In this article, we will answer a fairly frequent question from our users: how to replace or renew (renew) an SSL certificate for the NGINX web server used in the 3CX system.
First of all, consider what may require obtaining, replacing or updating a certificate:
- You use your own domain name for 3CX (type pbx.mybusiness.com). 3CX version 15 and higher require the presence of a trusted (signed) SSL certificate.
- You have decided to switch from a FQDN issued by 3CX (of the type mybusiness.3cx.eu) to your own domain name.
- You upgrade your system from previous versions of 3CX and must use a trusted certificate (in 3CX 15 and above, only trusted certificates are allowed).
- You have decided to unsubscribe from 3CX updates (Maintenance). We do not recommend to refuse updates because this can affect the quality of your business (and savings can lead to much greater losses). However, in this case you need to transfer 3CX to your own domain name, since Without a subscription to updates, support for the FQDN and SSL certificate from 3CX is discontinued.
In the article we will not consider the situation of replacing the FQDN - it is described earlier
here and provides for the reinstallation of 3CX. We will consider the procedure for obtaining a certificate and installing it on an already running server. That is, it is assumed that the FQDN of the server does not change, and all that needs to be done is to renew the certificate.
')
Getting Let's Encrypt Certificate
To get a trusted
Let's Encrypt certificate in a variety of ways, including
automatically . However, we will consider only manual receipt via the
https://zerossl.com service. Of course, you can purchase a paid certificate from the selected supplier, but Let's Encrypt certificates are free and are used by many software and hardware manufacturers, including 3CX (they are generated and issued to you automatically with a valid subscription to updates).
Go to
https://zerossl.com and go to Online Tools - Zero SSL Certificate Wizard.

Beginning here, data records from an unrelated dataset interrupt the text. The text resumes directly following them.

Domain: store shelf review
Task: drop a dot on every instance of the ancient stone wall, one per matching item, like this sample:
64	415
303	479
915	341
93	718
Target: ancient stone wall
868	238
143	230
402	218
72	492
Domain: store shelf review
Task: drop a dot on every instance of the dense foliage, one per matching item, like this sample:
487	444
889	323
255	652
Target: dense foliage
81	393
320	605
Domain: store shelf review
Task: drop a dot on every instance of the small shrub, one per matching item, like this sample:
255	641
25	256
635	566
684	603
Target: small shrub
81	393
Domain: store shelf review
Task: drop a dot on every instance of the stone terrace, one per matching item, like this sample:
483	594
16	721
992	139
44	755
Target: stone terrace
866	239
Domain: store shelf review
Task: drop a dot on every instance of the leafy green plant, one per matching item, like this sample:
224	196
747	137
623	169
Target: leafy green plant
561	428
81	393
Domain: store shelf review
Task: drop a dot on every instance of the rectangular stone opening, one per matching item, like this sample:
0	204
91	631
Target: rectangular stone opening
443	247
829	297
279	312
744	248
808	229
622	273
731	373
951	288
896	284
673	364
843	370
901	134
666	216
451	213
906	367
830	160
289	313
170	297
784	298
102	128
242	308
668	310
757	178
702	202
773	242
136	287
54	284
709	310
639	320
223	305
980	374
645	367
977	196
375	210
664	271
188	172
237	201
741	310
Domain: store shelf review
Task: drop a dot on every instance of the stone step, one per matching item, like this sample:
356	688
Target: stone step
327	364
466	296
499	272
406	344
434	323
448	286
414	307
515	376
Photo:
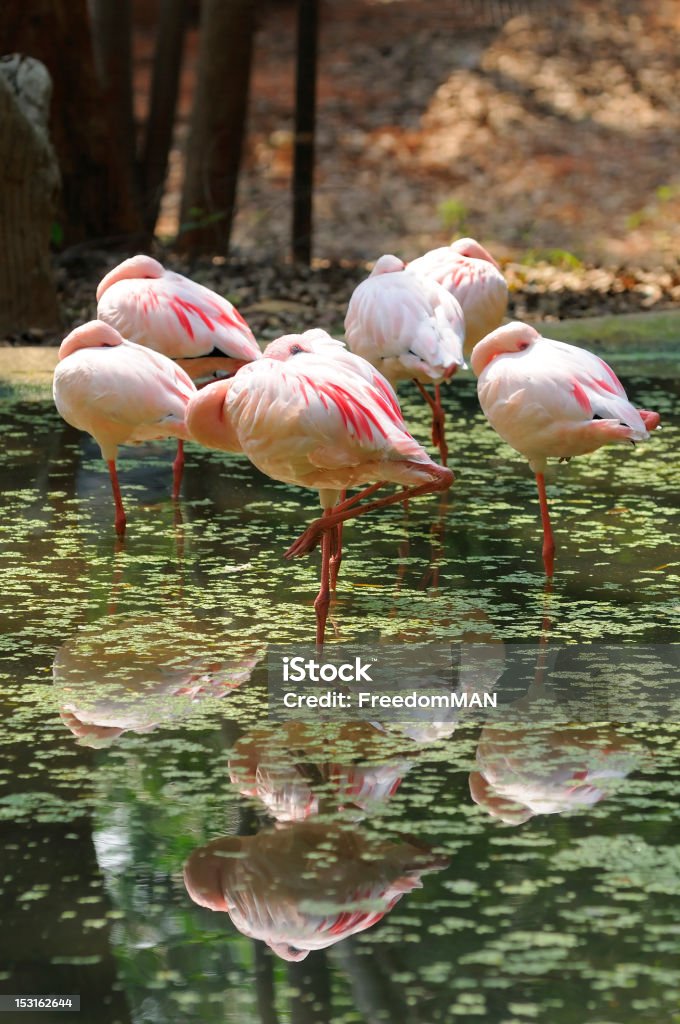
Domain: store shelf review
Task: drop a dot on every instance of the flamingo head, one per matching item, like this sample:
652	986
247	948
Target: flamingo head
474	250
514	337
314	341
499	807
134	268
94	334
387	264
208	420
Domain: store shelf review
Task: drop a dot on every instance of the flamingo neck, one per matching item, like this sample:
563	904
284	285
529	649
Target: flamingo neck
484	351
208	421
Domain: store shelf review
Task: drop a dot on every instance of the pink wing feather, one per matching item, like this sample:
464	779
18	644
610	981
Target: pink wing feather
177	316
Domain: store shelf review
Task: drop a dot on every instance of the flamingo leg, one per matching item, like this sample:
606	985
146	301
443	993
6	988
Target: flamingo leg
438	419
336	553
324	597
307	541
115	486
177	470
548	540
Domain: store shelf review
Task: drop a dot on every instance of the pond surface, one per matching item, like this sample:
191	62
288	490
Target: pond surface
171	855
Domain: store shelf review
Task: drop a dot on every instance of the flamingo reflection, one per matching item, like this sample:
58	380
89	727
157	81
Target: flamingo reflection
130	673
296	771
305	886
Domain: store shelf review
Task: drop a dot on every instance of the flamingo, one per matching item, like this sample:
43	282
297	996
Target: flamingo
550	399
277	886
471	274
176	316
312	414
410	328
296	773
120	392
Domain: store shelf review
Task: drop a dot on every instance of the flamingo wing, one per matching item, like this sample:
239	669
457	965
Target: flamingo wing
178	317
126	392
298	419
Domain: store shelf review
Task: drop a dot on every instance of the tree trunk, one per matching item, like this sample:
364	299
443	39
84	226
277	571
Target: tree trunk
160	124
112	41
218	120
305	115
29	186
98	200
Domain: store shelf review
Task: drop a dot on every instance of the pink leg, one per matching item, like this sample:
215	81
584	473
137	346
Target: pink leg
336	547
115	486
345	510
324	596
336	556
177	470
548	540
438	436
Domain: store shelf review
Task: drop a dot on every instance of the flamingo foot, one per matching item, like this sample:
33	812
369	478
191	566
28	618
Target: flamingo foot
323	600
120	521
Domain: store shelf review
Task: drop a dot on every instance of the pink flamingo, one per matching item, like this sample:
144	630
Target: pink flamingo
277	886
314	415
176	316
120	392
471	274
549	399
409	327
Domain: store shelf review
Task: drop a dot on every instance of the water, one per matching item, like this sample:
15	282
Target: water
135	741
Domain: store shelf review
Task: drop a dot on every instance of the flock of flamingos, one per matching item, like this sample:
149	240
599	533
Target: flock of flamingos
319	413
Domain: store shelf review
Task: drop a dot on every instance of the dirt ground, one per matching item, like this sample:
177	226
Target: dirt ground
548	131
534	126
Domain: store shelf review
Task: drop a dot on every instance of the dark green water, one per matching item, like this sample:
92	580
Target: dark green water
133	687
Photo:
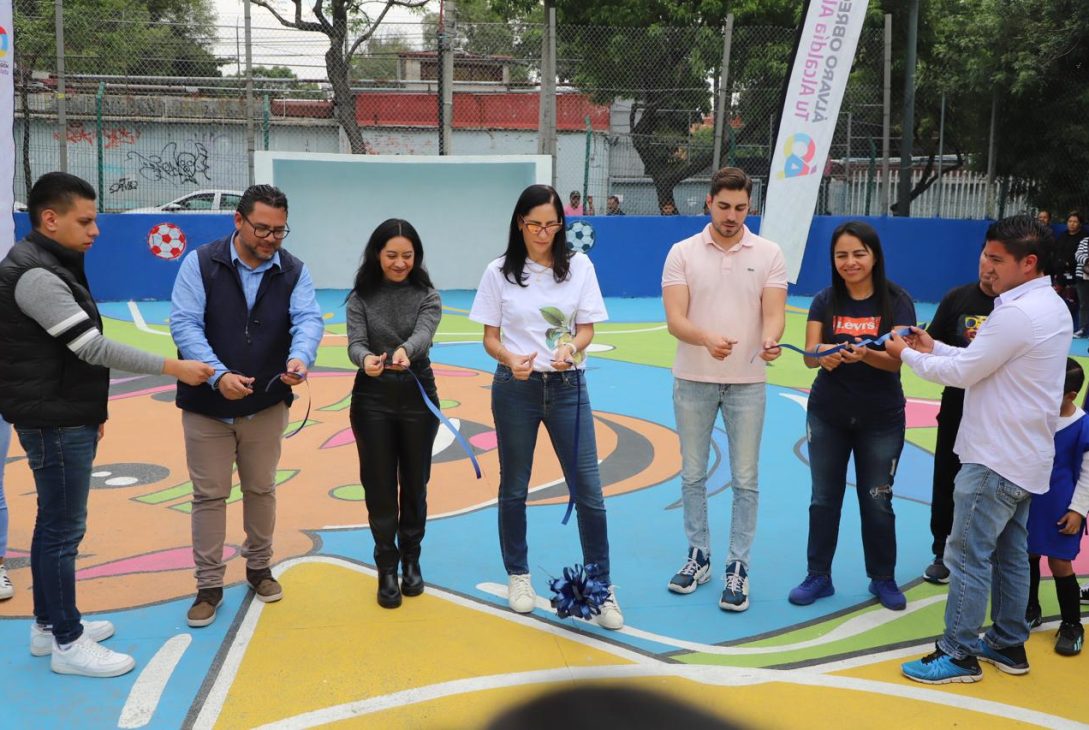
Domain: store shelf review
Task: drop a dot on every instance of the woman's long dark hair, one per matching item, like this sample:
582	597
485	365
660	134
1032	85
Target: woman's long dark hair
884	291
514	264
369	277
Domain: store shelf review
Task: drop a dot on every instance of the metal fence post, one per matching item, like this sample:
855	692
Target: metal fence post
720	104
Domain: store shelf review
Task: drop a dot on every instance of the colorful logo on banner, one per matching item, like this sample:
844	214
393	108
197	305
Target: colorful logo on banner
799	150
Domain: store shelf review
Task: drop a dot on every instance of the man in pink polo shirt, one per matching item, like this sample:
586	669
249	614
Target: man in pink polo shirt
724	291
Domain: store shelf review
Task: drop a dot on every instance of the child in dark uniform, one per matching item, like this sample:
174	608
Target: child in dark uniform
1056	518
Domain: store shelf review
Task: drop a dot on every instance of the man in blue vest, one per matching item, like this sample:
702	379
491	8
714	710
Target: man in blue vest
53	390
246	307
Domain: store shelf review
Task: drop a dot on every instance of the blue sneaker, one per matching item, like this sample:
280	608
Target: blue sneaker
889	594
695	572
811	588
735	595
940	668
1012	659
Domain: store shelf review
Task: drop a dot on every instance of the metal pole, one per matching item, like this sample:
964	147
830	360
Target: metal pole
61	101
546	137
249	95
990	158
886	118
907	125
720	111
448	80
101	173
941	155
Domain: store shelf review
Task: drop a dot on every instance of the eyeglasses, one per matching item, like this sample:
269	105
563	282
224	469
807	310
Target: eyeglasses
265	231
537	228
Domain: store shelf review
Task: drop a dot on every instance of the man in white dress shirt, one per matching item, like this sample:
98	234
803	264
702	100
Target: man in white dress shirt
1013	377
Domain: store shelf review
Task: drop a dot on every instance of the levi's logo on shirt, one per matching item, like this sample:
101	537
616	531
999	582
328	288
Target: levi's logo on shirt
856	326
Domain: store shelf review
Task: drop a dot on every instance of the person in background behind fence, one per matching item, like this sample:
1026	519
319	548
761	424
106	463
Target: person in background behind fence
574	206
54	392
724	291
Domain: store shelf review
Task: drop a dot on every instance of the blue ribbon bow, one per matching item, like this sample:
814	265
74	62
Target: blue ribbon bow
579	593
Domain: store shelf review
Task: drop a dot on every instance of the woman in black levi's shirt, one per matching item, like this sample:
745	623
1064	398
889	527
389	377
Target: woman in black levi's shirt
856	406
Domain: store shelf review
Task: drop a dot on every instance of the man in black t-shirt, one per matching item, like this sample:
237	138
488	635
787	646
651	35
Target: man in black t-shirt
958	317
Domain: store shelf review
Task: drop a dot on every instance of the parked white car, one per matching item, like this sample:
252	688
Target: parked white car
202	201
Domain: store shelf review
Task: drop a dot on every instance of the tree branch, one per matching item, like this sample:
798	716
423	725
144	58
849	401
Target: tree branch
297	23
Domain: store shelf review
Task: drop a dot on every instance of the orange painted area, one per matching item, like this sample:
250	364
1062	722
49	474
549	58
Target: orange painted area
138	536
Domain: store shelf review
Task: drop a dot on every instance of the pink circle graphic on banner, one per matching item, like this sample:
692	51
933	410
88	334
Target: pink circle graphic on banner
167	241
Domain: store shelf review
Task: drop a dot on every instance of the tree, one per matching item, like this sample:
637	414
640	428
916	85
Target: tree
111	37
347	26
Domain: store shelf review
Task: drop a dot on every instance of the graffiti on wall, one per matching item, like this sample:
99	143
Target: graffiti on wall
173	165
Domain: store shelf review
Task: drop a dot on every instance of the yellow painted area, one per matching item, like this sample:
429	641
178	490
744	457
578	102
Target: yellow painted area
1054	683
328	643
760	706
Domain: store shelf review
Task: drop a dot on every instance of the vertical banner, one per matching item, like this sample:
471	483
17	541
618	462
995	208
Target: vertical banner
7	129
827	43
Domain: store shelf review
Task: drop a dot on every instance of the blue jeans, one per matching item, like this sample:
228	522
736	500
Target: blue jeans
696	405
518	409
61	461
986	555
876	443
4	445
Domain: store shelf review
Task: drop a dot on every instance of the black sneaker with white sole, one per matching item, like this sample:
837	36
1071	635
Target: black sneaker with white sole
695	572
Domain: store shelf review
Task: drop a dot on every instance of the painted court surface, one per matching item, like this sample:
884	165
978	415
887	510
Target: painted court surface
451	658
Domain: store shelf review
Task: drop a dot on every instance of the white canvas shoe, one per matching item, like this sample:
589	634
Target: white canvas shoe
85	657
41	637
521	596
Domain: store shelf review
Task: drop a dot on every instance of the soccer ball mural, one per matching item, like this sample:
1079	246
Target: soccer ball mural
580	236
167	241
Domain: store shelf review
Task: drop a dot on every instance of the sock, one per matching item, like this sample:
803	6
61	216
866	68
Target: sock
1034	581
1066	589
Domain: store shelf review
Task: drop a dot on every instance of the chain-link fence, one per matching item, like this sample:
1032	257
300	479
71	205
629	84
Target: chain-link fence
158	110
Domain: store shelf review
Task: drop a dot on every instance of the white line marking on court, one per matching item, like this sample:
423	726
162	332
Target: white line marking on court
217	695
144	697
851	628
141	323
705	674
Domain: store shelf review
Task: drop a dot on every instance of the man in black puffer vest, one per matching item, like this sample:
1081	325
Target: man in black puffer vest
53	388
246	307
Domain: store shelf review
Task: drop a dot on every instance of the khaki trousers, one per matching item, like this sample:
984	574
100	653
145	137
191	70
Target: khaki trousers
211	449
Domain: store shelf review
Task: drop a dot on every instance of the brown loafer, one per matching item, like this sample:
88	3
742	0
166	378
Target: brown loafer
267	588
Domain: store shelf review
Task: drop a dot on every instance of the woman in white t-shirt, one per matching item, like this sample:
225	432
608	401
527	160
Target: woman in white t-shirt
538	304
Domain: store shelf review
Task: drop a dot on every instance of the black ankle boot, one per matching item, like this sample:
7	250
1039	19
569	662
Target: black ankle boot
412	581
389	592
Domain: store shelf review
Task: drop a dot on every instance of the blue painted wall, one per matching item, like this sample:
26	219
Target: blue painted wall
926	256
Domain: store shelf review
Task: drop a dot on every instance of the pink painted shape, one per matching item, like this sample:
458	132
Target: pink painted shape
486	440
153	562
921	414
453	374
341	438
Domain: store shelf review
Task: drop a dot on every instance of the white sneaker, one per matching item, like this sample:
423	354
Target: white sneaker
519	594
7	589
41	637
610	616
86	657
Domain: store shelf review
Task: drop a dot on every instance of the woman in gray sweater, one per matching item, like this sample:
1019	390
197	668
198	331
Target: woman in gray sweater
392	314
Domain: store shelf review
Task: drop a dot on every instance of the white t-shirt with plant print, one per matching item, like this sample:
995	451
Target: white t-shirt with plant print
541	315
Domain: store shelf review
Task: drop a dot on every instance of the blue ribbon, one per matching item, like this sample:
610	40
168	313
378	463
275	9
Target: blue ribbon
579	593
840	348
438	413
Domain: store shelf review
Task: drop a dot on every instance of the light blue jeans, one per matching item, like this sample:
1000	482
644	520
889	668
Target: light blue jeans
986	555
696	406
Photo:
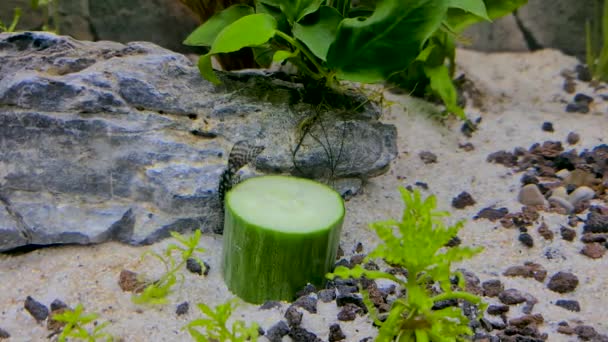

Specify the FQDN of the server for which the certificate will be generated, select
DNS verification , accept the terms of service and click
Next . Optionally, you can specify your e-mail. A certificate request will be generated. Then click
Next again, and the secret key will be generated. Download the CSR and Account Key files (they will be useful in the future).
Next you need to go through DNS verification, i.e. confirm that the selected FQDN of the server belongs to you. To do this, on your DNS server (often this is done at the hosting provider) add the specified TXT record and wait a while before the DNS cache is updated.
Your certificate is ready. Download it and the secret key to the computer and rename them according to this scheme:
- domain-key.txt> pbx.mybusiness.com-key.pem
- domain-crt.txt> pbx.mybusiness.com-crt.pem, where pbx.mybusiness.com is the FQDN of the 3CX server name specified in the certificate generation wizard.
Having files of certificates, we will start their installation.
Installing the certificate on the 3CX server
If you are installing a new system, then at the appropriate stage of the Initial Configuration Wizard, simply enter the certificate and key.
If the server is already installed and running, go to it and go to the folder:
- Windows: C: \ Program Files \ 3CX Phone System \ Bin \ nginx \ conf \ instance1
Linux: / var / lib / 3cxpbx / Bin / nginx / conf / Instance1
You should see 3 files as shown in the screenshot below.
Attention: if you see 5 files, then the FQDN and certificate from 3CX are used. In this case, nothing needs to be changed!
Overwrite existing files with your files. After this, restart the NGINX service. On a Windows system, it is called 3CXPhoneSystem Nginx Server.
Now, having come to the 3CX interface, you can see the parameters of the new certificate.
As you can see, the certificate is valid for 3 months. Keep this in mind so as not to forget to extend it in time!